I want to represent characters or morphemes from words into vectors (like td idf or similar) so that when I cluster them they are together and some measure of distance is able to detect similarity.
If you want to represent morphemes or words into vectors, I can recommend you to use Word2Vec
Word2Vec
Word2vec is a set of methods/algorithms that are usually used in word embeddings.
How does this work? You can easily find out here:
- https://www.quora.com/How-does-word2vec-work , or here
- https://en.wikipedia.org/wiki/Word2vec
There is a good paper about that, which is done by Mikolov in NIPS 2013 (https://papers.nips.cc/paper/5021-distributed-representations-of-words-and-phrases-and-their-compositionality.pdf)

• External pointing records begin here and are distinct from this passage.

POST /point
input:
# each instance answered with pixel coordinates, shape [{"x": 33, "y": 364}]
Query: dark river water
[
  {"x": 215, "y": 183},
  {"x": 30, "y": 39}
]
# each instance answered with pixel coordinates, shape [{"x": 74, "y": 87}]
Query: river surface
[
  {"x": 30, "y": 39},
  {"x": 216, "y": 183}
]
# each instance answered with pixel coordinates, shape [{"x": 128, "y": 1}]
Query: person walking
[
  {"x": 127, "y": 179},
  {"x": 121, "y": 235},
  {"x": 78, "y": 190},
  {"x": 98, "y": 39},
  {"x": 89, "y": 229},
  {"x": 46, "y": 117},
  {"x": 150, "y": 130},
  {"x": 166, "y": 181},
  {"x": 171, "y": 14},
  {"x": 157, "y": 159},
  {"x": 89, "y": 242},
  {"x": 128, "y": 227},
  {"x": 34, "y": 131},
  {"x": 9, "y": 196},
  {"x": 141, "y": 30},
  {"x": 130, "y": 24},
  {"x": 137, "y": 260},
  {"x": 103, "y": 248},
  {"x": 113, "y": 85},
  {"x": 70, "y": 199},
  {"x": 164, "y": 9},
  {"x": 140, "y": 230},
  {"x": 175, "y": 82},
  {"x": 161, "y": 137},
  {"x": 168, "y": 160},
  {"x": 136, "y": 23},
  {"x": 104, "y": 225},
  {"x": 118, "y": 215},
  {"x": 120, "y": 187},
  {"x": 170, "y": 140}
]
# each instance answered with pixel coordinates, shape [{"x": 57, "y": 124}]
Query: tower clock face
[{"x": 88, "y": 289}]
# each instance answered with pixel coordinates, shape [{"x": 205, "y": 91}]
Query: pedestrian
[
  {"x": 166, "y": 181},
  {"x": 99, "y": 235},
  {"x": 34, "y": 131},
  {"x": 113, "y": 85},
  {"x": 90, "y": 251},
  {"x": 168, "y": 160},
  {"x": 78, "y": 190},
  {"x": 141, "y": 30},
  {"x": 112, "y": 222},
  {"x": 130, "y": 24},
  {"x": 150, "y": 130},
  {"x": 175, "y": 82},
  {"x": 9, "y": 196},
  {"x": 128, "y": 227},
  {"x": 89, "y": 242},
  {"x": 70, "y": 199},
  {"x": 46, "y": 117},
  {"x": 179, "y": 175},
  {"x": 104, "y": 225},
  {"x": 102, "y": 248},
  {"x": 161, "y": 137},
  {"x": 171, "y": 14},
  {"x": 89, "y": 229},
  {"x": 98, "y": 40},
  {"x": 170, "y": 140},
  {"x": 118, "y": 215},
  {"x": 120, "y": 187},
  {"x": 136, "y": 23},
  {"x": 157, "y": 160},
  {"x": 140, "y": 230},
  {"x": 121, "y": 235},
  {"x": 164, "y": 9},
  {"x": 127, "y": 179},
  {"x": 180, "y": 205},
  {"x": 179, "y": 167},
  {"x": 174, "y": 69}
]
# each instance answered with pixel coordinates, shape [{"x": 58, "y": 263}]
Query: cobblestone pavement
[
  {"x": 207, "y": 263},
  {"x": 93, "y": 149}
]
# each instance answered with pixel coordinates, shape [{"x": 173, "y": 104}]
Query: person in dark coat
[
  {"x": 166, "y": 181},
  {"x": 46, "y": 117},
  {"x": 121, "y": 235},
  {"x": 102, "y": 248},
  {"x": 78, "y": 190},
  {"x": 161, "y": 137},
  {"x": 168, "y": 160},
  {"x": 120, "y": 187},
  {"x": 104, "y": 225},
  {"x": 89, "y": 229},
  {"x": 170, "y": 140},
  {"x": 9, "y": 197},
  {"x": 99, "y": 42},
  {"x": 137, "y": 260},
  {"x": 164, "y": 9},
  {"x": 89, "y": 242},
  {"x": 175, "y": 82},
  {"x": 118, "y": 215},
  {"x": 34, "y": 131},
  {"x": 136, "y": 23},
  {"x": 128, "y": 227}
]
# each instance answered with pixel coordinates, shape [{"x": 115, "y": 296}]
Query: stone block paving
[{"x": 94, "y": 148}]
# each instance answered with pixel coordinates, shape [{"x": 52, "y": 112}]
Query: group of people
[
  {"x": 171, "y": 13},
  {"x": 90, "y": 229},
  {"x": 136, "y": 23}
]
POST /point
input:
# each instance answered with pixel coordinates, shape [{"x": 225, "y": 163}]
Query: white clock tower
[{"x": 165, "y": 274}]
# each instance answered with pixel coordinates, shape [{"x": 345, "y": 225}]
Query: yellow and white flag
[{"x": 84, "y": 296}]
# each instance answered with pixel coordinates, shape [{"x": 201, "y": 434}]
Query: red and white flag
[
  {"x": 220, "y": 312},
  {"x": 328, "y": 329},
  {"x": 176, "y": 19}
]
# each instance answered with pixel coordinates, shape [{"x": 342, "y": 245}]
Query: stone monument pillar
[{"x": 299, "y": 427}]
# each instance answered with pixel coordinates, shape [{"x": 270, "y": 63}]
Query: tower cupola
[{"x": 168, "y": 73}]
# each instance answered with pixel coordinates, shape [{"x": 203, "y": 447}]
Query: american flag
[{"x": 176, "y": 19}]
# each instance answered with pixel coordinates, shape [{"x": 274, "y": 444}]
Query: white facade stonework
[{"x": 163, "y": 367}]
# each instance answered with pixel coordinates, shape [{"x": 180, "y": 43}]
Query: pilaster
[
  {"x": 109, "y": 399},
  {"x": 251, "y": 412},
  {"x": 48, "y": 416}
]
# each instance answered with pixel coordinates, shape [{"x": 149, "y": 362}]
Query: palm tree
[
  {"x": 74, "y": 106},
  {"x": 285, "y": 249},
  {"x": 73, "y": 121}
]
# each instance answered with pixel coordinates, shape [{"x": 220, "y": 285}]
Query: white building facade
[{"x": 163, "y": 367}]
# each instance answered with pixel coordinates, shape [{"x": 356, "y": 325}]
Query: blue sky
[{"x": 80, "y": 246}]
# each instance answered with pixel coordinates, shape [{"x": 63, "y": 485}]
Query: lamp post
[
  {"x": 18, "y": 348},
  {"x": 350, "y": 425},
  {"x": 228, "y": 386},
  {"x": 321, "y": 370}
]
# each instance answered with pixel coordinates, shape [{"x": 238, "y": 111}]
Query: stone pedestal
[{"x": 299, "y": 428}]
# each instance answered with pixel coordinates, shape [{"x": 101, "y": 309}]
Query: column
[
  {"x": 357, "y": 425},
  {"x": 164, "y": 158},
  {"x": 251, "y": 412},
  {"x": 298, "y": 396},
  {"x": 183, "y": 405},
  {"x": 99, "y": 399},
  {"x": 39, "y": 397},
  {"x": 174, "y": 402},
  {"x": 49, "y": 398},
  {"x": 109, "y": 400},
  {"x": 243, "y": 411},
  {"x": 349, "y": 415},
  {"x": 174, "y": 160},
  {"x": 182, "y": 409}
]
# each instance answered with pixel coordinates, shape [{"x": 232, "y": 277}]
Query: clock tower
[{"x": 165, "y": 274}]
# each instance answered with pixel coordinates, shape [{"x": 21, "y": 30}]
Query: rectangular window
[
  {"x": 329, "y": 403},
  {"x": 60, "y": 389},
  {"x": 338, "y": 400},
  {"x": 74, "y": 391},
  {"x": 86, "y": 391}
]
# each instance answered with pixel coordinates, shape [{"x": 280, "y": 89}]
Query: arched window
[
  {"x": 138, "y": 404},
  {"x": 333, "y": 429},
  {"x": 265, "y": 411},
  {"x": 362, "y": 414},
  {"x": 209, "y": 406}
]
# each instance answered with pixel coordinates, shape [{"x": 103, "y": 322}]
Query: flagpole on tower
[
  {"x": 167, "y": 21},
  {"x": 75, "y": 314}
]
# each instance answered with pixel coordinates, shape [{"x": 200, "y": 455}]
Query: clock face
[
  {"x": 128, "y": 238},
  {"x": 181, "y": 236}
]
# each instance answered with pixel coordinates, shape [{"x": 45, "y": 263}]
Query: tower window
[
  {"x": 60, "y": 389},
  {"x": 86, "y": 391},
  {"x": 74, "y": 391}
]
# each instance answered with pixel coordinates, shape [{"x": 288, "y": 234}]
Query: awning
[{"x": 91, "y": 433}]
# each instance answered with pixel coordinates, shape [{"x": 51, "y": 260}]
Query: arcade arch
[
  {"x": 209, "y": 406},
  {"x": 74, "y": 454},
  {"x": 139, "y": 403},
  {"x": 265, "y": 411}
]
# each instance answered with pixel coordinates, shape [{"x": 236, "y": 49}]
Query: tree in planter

Also, there are many really nice library for this
- Using DeepLearning4J (https://deeplearning4j.org/word2vec)
- Using TensorFlow (https://www.tensorflow.org/versions/r0.11/tutorials/word2vec/index.html)
- Original Google version (https://code.google.com/archive/p/word2vec/)
Roughly speaking, it consists of two main methods: Skip Gram and Bag of Words (CBOW)
In addition to IDF and TF, sveral ways can be applied, such as word occurrence in the document, i.e., if the word appears in the documet, then its value is 1, but 0 if not. Another method relies on word counts in the document.